Daisy helped Skye from the tub, and carefully and thoroughly dried her mistress off before wrapping her in a long quilted velvet gown to ward off the chill of the autumn afternoon. Next she toweled all the water from Skye's hair, and settled her mistress by the fireplace to brush her own locks dry while she hurried downstairs to the kitchens to fetch the food. When Adam came through the connecting door between their rooms, Skye never even looked up as she continued brushing her hair by the fire.
"You're glad to be back in England, aren't you," she said, hearing his soft, happy humming.
"Aye, sweetheart," he admitted, coming to sit across from her. He loved watching her do simple feminine things.
"I’ve sent Daisy for food. Hatton and his men already wait below, but I’ll not come down until I'm clean and fed. If I have to deal with the Queen I'd best do it from a position of strength. Daisy thinks it's my brothers. The four of them have managed to run through the wealth I spent years building up for the O'Malleys, and now they've joined forces with my hotheaded kinswoman, Grace O'Malley, to harry the English."
“They've not their older sister's wisdom," he said quietly.
"Ah, Adam," she answered, "I would have the English out of Ireland too, but I know that it will take more than the O'Malleys to do it. That is the problem with the Irish. They cannot unite, and as long as they can't, the English will hold Ireland whether the Irish desire it or not. It is our weakness, my love, for Ireland is a land where every man is a king. I am not the stuff of which martyrs or heroines are made, and I'll not sacrifice everything I've fought for and built up for that elusive will-o'-the-wisp called Irish independence. Even if they got it there's not one man they could all agree on to make king. Right now the Irish aren't even serious in what they do. 'Tis the fighting they enjoy. No matter the widows and orphans they make. No matter the misery they cause, the famine, the children dying from lack of decent shelter. All that counts for naught in the face of glorious battle with those who sporadically lead the rebellions. They switch sides with the regularity of a whore entertaining her customers; each of them always seeking a better position over his neighbor, and joining with his neighbor's enemies if he can't maintain his own superiority alone. 'Tis a wicked game, Adam, and I'll have none of it!"

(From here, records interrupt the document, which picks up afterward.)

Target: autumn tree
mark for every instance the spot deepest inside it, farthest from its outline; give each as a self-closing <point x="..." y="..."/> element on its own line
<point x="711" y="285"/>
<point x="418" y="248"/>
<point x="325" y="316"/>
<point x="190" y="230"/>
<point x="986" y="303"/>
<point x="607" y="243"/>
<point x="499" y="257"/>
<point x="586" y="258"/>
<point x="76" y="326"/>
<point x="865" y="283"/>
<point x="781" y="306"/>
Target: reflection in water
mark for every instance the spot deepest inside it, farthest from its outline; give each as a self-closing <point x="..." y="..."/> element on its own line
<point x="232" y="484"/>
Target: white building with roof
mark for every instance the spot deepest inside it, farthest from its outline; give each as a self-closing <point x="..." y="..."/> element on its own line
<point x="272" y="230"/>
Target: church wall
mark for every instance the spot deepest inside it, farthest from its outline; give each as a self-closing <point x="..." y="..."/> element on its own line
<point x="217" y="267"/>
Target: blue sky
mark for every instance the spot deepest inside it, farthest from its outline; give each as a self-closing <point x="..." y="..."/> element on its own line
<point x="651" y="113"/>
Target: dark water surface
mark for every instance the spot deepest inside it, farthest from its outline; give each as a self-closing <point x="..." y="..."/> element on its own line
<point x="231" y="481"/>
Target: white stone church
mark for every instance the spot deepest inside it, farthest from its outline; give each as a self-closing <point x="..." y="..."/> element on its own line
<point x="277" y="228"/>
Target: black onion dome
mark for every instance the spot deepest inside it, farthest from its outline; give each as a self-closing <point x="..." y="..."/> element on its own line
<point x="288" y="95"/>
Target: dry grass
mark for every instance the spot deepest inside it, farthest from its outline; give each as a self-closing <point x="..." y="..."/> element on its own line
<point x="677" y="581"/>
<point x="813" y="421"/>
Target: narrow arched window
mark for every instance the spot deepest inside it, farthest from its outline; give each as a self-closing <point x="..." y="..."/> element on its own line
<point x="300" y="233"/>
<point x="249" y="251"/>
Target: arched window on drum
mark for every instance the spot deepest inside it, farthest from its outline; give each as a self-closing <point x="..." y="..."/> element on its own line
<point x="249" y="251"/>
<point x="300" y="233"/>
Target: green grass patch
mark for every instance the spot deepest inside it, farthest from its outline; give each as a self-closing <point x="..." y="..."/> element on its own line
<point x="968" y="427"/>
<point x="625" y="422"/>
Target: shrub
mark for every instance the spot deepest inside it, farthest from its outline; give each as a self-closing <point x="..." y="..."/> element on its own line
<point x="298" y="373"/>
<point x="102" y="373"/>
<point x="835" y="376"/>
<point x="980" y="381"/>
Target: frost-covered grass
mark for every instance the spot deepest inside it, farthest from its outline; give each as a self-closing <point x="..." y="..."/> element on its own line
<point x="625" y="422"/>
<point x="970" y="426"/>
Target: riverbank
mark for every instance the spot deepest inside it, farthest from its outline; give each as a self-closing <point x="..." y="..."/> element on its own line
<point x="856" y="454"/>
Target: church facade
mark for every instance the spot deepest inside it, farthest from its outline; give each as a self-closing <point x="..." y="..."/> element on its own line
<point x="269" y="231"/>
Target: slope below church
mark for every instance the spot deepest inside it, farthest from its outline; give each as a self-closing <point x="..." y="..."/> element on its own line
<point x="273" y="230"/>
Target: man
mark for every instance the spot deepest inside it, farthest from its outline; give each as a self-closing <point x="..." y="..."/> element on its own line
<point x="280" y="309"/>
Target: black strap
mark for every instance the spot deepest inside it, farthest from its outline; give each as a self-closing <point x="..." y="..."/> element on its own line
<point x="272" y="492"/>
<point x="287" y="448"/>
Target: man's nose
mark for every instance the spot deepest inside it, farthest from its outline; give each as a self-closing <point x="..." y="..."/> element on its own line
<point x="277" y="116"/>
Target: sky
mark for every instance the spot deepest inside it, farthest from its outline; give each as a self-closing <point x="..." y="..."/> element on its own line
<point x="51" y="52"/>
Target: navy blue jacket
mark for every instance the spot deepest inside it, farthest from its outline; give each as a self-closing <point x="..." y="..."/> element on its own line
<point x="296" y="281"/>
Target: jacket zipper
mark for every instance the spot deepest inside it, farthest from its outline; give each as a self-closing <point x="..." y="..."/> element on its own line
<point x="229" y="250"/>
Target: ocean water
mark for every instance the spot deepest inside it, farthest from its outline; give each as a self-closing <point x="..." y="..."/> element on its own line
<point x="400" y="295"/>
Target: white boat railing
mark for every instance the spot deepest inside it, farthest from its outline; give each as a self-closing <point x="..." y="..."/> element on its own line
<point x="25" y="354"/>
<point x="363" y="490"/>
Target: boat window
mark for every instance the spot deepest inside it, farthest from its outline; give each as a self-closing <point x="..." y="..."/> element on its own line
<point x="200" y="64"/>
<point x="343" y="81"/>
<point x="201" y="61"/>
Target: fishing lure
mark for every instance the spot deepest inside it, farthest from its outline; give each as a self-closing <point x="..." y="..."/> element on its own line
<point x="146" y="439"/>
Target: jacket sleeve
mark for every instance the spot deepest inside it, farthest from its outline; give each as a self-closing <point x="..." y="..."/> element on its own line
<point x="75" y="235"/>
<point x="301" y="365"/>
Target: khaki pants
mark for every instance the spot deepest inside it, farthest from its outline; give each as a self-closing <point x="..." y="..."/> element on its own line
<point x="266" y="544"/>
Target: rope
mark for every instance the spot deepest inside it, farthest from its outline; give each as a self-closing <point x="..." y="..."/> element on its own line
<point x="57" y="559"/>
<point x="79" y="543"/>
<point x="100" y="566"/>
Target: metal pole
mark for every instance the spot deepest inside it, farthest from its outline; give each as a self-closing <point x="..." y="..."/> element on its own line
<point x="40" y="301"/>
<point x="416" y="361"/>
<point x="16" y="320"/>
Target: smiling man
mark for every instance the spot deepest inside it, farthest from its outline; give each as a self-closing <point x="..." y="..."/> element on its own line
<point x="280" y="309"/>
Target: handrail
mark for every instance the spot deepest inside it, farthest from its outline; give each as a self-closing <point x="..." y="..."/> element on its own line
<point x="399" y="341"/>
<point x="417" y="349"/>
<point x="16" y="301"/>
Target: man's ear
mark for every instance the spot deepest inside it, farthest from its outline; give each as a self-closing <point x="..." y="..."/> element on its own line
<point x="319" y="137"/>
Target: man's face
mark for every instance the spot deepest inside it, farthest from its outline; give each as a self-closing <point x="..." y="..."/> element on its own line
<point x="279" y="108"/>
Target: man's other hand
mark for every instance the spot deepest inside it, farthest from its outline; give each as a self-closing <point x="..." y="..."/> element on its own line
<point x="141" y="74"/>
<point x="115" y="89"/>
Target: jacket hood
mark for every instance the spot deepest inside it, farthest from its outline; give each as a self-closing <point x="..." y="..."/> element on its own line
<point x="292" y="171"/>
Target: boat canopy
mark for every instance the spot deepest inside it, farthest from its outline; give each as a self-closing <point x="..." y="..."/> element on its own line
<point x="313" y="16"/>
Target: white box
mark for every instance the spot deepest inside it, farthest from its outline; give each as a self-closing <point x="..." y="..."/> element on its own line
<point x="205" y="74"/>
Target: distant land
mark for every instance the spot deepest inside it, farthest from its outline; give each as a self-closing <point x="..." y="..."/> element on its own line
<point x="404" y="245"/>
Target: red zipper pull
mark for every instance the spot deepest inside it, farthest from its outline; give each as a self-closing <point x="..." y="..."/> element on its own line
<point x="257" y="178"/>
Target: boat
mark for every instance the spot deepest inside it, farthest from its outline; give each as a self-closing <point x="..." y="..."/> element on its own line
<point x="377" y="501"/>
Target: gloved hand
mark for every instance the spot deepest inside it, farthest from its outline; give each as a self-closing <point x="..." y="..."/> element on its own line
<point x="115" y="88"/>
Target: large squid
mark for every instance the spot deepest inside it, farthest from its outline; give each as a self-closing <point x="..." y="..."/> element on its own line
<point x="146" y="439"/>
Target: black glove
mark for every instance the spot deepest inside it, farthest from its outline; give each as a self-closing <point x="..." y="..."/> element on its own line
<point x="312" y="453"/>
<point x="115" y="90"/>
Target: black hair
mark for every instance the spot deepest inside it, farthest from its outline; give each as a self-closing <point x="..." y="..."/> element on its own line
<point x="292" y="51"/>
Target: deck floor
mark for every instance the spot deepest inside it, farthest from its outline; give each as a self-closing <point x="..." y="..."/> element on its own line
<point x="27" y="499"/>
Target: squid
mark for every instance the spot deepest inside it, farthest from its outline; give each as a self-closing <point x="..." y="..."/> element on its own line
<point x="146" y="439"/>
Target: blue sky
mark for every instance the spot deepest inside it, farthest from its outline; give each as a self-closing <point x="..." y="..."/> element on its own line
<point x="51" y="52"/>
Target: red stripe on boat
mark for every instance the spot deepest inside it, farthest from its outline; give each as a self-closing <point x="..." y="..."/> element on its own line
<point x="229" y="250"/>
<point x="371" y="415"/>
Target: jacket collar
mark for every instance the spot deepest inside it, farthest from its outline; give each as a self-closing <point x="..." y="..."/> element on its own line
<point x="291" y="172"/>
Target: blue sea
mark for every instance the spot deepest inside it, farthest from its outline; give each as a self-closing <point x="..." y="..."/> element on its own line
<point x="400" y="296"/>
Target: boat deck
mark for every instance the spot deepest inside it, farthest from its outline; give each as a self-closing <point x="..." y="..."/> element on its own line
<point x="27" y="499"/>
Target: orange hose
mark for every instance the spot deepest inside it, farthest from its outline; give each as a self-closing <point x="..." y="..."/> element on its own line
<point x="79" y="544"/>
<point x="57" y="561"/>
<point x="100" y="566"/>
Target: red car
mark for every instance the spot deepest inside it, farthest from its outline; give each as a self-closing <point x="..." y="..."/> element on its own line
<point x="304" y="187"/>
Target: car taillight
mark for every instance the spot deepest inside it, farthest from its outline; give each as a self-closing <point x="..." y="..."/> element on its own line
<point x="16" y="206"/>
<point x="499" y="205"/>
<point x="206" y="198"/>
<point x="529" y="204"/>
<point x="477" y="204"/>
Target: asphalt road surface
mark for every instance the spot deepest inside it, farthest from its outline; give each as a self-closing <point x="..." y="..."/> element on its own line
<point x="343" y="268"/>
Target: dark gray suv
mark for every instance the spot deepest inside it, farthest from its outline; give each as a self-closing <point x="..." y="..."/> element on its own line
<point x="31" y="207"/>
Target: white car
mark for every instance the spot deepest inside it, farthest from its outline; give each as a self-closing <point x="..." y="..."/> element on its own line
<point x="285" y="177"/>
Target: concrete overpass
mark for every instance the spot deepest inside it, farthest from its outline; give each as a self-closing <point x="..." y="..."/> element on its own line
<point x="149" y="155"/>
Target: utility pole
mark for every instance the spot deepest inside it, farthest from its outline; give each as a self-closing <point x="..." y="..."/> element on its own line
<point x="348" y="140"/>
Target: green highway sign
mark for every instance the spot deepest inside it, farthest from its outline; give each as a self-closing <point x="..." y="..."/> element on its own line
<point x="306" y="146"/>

"But if you openly join with the English, Skye, your own people will consider you a traitor. They are too simple to understand the complexities of the situation. Do you understand that, sweetheart?"
"I have no intention of joining the English, Adam. I am the O'Malley of Innisfana, no matter my half-brothers. They cannot take from me that which our father gave me. They must obey me or be outlawed among their own, and I do not believe that they have the stomach for being cast out by their own people. What I shall do will have nothing to do with politics, be they English or Irish. What I do I will do for the survival of my family, and that is all."
"Will you tell the Queen that?" he asked, amused.
Skye laughed softly. "Let Bess Tudor think what she will, for I shall not let her know that I intend to stop my brothers no matter what. If she thinks I do her a service, so much the better for us, Adam."
"You don't intend to be one bit repentant about us, do you?" Adam's dark eyebrows waggled with amusement.
"What difference should our marriage have made to her?" Skye demanded irritably. "Neither you nor I are of any importance to the English Crown dynastically. We have never been permanent members of the court. The only time I followed the court was when Geoffrey was alive. She may say whatever she will, but she has no excuse for denying our marriage or calling our daughter a bastard. We were married by a priest of the Holy Catholic Church, and though the Queen may deny the Church dominion in England before her own authority, she has never denied the right of the Mother Church in spiritual matters, no matter the Protestants and their clamor."